Remembering what Doorman Steve had said about Lara being out on the town on Jake’s dime, I asked, “You have a credit card with just a first initial, something Lara could use?”
Jake stopped his ransacking and grabbed his wallet out of his pants pocket. “Damn her!” He showed us an empty slot in the wallet. “The production company.”
Cassady arched an eyebrow at him. “You’re incorporated?”
“I’m a professional.”
“Professional what?”
“Focus, please.” I handed Jake the phone. “Call your credit card company. Ask them the last charge on your card so you can figure out where you might have left it.”
While Jake pounded through the automated menu in search of the information, I huddled with Tricia and Cassady. “If you ripped off your boyfriend, would you keep the stuff on you or ditch it somewhere?”
“Keep it,” Tricia voted. “Putting it somewhere just increases the odds that you won’t be able to get back to it when you need it.”
“Not that I base this at all on personal experience,” Cassady added, “but the whole point in taking something is leverage. You want it on hand when they come looking for you.”
“Son of a bitch!” Jake screamed, throwing the phone across the room.
“Good news, Jake?” I asked.
“You know the last two places my credit card was used? The Peninsula Hotel.”

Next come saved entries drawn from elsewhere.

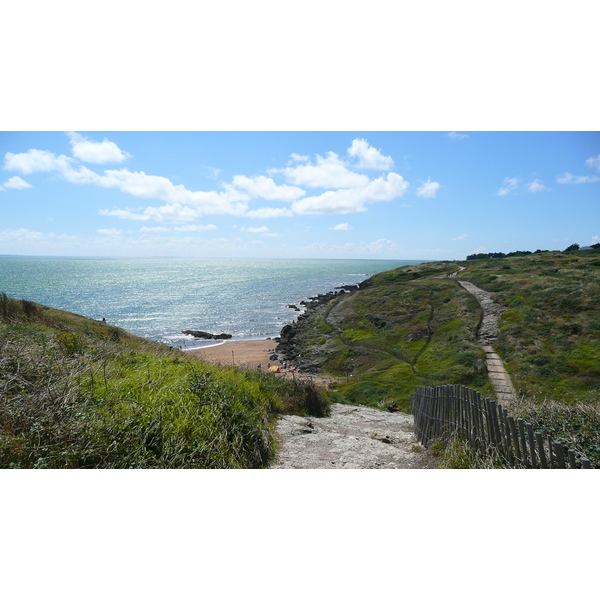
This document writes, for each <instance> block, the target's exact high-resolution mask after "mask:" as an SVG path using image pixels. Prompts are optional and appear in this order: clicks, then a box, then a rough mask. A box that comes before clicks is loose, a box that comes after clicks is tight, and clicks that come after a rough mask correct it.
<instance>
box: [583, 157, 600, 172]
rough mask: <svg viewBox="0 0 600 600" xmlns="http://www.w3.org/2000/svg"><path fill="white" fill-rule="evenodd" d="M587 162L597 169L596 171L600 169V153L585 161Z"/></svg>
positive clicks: (586, 164)
mask: <svg viewBox="0 0 600 600" xmlns="http://www.w3.org/2000/svg"><path fill="white" fill-rule="evenodd" d="M585 164H586V165H587V166H588V167H589V168H590V169H596V171H600V154H598V156H592V157H591V158H588V159H587V160H586V161H585Z"/></svg>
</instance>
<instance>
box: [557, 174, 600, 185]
mask: <svg viewBox="0 0 600 600" xmlns="http://www.w3.org/2000/svg"><path fill="white" fill-rule="evenodd" d="M596 181H600V177H599V176H598V175H573V173H565V174H564V175H561V176H560V177H557V178H556V182H557V183H595V182H596Z"/></svg>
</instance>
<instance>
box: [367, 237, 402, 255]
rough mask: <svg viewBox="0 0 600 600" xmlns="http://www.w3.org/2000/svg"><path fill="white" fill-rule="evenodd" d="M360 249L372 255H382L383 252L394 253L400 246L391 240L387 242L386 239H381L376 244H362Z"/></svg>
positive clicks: (377, 240) (372, 242)
mask: <svg viewBox="0 0 600 600" xmlns="http://www.w3.org/2000/svg"><path fill="white" fill-rule="evenodd" d="M359 248H360V249H361V250H362V251H366V252H368V253H370V254H381V253H383V252H394V251H396V250H397V249H398V245H397V244H396V243H395V242H392V241H391V240H387V239H385V238H381V239H379V240H377V241H375V242H371V243H370V244H367V243H366V242H361V243H360V244H359Z"/></svg>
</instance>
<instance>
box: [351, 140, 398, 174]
mask: <svg viewBox="0 0 600 600" xmlns="http://www.w3.org/2000/svg"><path fill="white" fill-rule="evenodd" d="M347 152H348V156H351V157H353V158H358V164H357V167H358V168H359V169H379V170H381V171H388V170H389V169H393V168H394V160H393V159H392V157H391V156H384V155H383V154H382V153H381V151H380V150H377V149H376V148H373V146H371V145H369V143H368V142H367V140H363V139H360V138H356V139H354V140H352V145H351V146H350V148H348V150H347Z"/></svg>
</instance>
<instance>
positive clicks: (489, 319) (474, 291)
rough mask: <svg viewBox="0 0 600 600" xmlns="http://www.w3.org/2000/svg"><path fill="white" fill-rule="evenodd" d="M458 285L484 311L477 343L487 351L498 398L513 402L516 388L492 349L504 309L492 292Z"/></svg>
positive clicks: (468, 284) (492, 380) (488, 366)
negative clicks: (469, 295)
mask: <svg viewBox="0 0 600 600" xmlns="http://www.w3.org/2000/svg"><path fill="white" fill-rule="evenodd" d="M458 283H459V284H460V285H461V286H462V287H463V288H464V289H465V290H467V292H469V293H470V294H473V296H475V298H477V300H478V301H479V304H480V305H481V309H482V310H483V321H482V323H481V327H480V329H479V332H478V334H477V341H478V342H479V345H480V346H481V347H482V348H483V349H484V350H485V355H486V366H487V370H488V376H489V378H490V381H491V383H492V387H493V388H494V391H495V392H496V397H497V398H498V400H499V401H500V402H502V403H503V404H507V403H509V402H512V401H514V400H515V399H516V392H515V388H514V386H513V384H512V381H511V378H510V375H509V374H508V373H507V372H506V369H505V368H504V363H503V362H502V359H501V358H500V357H499V356H498V355H497V354H496V353H495V352H494V349H493V348H492V344H493V343H494V342H495V341H496V338H497V337H498V333H499V330H498V318H499V317H500V315H501V314H502V310H503V307H501V306H500V305H498V304H497V303H496V302H494V300H493V298H494V294H493V293H492V292H486V291H485V290H482V289H481V288H479V287H477V286H476V285H473V284H472V283H470V282H468V281H459V282H458Z"/></svg>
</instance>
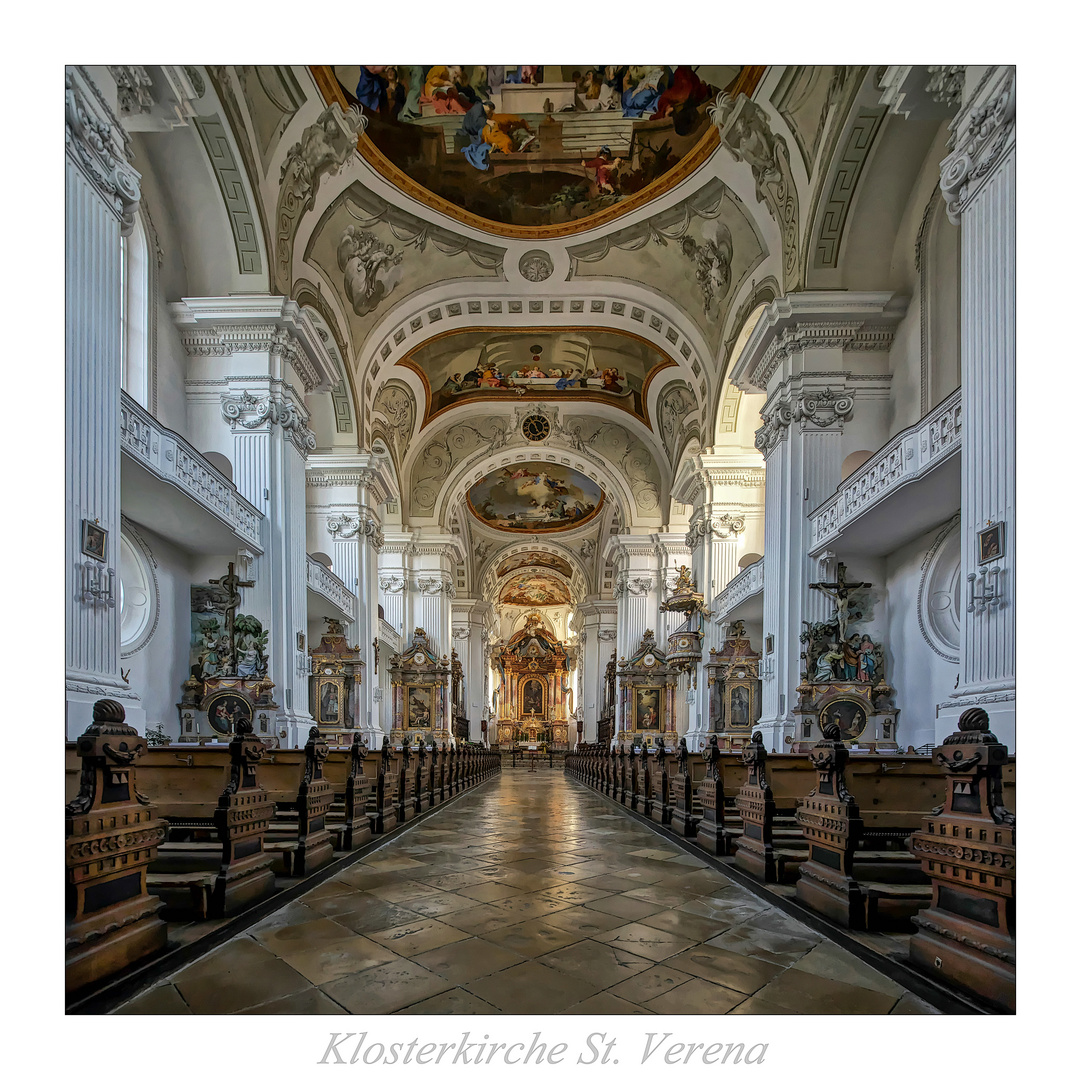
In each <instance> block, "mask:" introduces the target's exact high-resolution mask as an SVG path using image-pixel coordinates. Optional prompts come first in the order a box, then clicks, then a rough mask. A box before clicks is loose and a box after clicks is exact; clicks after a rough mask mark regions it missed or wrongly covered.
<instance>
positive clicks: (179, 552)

I’d missed that one. Tricia shook her head. “That’ll set you back six hundred a night. Unless she’s in a suite.”
“Where else, Jake?”
It took him a minute to be able to say it. “Hertz. Hertz Rent–a–Frigging–Car.”

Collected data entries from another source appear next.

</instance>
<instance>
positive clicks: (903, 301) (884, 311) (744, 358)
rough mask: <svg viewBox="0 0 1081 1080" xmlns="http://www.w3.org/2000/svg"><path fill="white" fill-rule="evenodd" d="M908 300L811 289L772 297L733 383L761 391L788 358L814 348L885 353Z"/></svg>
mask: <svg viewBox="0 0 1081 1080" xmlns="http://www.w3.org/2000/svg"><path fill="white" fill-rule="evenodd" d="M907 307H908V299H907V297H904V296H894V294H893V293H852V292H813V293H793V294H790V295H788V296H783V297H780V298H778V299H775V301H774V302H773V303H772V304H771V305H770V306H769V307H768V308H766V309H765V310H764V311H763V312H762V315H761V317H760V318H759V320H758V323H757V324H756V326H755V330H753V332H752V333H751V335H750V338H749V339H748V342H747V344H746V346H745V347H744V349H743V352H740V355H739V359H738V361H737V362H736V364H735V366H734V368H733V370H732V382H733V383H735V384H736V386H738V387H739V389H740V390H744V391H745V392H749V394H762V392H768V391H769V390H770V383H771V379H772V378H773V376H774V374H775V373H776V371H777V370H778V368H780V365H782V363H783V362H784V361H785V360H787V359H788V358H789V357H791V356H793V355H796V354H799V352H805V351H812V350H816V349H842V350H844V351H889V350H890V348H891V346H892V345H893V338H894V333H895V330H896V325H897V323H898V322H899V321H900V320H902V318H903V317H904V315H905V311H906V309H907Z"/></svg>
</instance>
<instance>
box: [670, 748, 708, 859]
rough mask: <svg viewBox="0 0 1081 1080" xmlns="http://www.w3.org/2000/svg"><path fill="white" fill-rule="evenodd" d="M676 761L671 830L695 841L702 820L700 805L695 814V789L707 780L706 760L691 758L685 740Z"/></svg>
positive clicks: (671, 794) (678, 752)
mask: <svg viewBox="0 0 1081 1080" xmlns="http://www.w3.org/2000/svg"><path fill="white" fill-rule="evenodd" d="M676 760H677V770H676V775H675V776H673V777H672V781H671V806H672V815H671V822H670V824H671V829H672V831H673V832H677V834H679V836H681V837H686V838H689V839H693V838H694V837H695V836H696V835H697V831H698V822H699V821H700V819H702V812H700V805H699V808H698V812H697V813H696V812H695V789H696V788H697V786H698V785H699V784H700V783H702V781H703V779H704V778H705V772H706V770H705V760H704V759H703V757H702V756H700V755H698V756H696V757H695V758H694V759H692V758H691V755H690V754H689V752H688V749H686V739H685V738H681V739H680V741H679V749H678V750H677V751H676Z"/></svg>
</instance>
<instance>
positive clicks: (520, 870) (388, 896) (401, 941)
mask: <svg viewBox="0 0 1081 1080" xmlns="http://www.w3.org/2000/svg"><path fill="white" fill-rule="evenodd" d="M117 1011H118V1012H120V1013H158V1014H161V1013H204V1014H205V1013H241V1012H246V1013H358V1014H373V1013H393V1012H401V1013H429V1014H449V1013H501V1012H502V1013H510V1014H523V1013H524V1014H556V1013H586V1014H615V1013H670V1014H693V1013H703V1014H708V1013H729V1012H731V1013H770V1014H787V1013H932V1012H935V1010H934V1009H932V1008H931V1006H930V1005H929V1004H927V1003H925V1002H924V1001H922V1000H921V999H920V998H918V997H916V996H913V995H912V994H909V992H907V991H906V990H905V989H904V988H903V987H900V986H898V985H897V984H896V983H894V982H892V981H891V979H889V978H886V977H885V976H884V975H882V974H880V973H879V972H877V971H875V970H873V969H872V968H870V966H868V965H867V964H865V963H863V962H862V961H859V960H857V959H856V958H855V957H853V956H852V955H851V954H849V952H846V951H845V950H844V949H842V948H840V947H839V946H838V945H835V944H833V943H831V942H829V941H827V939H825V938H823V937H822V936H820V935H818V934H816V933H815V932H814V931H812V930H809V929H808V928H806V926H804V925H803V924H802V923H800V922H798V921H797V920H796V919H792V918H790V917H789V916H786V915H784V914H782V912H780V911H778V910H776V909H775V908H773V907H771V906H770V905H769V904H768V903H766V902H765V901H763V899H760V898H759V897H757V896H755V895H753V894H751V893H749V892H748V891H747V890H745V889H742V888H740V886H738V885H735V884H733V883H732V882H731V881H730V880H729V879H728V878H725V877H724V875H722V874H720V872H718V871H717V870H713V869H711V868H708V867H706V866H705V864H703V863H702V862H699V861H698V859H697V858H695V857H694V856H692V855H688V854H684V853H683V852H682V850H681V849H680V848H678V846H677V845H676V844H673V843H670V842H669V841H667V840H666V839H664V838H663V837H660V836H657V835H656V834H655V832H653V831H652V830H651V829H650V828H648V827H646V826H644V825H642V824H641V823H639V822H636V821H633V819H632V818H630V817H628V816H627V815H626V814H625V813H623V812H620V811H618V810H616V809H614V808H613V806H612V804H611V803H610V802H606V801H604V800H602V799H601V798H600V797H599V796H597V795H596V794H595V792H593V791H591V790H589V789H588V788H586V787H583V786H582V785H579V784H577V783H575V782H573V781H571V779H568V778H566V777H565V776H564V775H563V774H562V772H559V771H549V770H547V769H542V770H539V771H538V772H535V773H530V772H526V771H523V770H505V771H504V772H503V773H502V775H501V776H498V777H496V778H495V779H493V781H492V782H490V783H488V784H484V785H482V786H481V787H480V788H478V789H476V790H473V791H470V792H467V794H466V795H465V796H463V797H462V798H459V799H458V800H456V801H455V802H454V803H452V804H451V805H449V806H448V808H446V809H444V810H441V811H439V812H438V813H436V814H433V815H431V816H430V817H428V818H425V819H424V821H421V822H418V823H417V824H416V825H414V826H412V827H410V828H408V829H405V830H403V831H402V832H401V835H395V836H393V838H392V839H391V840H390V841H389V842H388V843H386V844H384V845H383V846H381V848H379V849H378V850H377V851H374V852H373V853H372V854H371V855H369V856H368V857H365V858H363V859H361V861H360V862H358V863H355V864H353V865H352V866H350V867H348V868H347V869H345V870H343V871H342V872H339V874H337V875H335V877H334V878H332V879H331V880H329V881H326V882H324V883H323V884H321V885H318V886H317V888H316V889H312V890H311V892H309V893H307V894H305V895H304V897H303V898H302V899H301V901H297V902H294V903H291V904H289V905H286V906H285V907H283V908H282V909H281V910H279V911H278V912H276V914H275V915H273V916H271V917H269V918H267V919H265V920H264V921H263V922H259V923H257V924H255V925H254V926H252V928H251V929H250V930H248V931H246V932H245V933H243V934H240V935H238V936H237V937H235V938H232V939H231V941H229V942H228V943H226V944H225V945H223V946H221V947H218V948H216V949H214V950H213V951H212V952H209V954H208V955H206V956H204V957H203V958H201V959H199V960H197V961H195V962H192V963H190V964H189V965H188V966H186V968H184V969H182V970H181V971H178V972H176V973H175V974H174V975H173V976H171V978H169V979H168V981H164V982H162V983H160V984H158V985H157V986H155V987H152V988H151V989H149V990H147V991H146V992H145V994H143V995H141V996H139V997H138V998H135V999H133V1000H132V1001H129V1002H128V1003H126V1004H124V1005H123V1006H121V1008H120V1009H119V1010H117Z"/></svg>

How about that. She moves out, then decides she’s still mad, and rents a car. Maybe a nice big SUV, even. And goes for a moonlight drive in TriBeCa.

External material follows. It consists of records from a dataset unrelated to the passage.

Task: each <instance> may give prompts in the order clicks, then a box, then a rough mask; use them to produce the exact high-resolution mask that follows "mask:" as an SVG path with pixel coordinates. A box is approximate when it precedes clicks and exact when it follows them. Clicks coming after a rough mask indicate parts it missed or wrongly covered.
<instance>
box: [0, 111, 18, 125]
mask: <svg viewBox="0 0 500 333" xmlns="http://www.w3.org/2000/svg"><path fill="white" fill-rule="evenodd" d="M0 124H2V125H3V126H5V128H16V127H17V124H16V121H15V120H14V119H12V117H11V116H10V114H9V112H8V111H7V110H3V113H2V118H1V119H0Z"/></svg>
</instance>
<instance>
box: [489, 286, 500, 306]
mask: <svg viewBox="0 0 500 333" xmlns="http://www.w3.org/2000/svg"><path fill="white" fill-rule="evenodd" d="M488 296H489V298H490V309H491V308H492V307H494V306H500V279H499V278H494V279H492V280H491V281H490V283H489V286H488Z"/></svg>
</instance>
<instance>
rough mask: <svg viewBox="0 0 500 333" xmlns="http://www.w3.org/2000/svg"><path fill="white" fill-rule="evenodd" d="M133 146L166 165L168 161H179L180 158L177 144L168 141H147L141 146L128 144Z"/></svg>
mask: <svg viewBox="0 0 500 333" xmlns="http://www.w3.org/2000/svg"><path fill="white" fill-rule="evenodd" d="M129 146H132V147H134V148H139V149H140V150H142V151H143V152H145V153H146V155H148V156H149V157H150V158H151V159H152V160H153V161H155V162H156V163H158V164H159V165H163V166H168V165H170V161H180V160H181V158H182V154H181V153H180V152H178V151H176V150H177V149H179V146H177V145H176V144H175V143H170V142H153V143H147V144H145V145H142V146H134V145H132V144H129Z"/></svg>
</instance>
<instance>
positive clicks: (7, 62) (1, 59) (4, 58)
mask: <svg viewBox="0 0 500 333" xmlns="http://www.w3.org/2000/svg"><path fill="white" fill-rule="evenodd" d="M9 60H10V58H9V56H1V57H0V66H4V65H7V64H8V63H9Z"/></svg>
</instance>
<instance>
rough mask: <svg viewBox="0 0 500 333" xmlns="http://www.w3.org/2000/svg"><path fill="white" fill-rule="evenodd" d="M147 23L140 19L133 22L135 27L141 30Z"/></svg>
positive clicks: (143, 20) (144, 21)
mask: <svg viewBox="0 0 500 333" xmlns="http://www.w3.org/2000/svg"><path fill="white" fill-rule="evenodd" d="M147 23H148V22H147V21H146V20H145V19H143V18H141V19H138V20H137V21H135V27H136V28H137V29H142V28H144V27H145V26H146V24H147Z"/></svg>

“You think she might have decided to leave town?” Tricia asked sweetly.
“She rented a car to run me down. She hates me! She wants to kill me!”
“Can’t imagine why,” Cassady said.
If Lara’d been following him, she could’ve been following me, been the woman at the Algonquin, just not for the reasons I’d thought. She could’ve seen him leave Lisbet, and killed her in a jealous rage. Then when I came around, she had to figure out if I was into Jake or on to her. It made
sense. As much as murder could. “There are several lovely bars at the Peninsula. Anyone for cocktails?”
Cassady wound up in charge of keeping Jake in the apartment and off the phone while Tricia and I went to the hotel. Jake looked on the brink of a meltdown, but in case he got feisty Cassady was bigger than Tricia and had a couple of self-defense classes under her belt to help her control him. Tricia brought the sympathy card to play with Lara if we had trouble getting her to confess.
“We’re not calling Kyle?” Tricia asked in the cab. “I’m clarifying, not critiquing.”
“No. He has other things on his mind.”
Tricia, someone with plenty on her mind herself, nodded. After a moment, she said, “I know you’re doing this for Davey, Molly, and I appreciate it, but I don’t want you to lose Kyle over it.”
I started to tell her I didn’t want to lose her friendship either, but we seemed to be okay at the moment and I wasn’t going to pick at wounds that might be healing. I didn’t want to lose Kyle, but I also didn’t want to be in a relationship where my sense of right and wrong didn’t matter because I wasn’t professionally charged with upholding it. “Thank you,” I said.
The Peninsula Hotel is on Fifth Avenue, a gorgeous Beaux Arts building, gilded and burnished to gleaming beauty. You walk through the revolving door and an overwhelming double staircase under a massive chandelier makes you want to stop and wait for the Busby Berkeley chorus girls to descend.
Tricia picked up the house phone and asked for Lara’s room. When Lara answered, Tricia asked, in flawless French, if her
grand-mère
was ready for dinner yet or if she needed more time. Lara told her she had the wrong room and hung
up. Now that we knew she was up there, we sat down on a loveseat near the elevator banks and I called Lara’s cell on my cell. There’s more than one way to flush the partridge.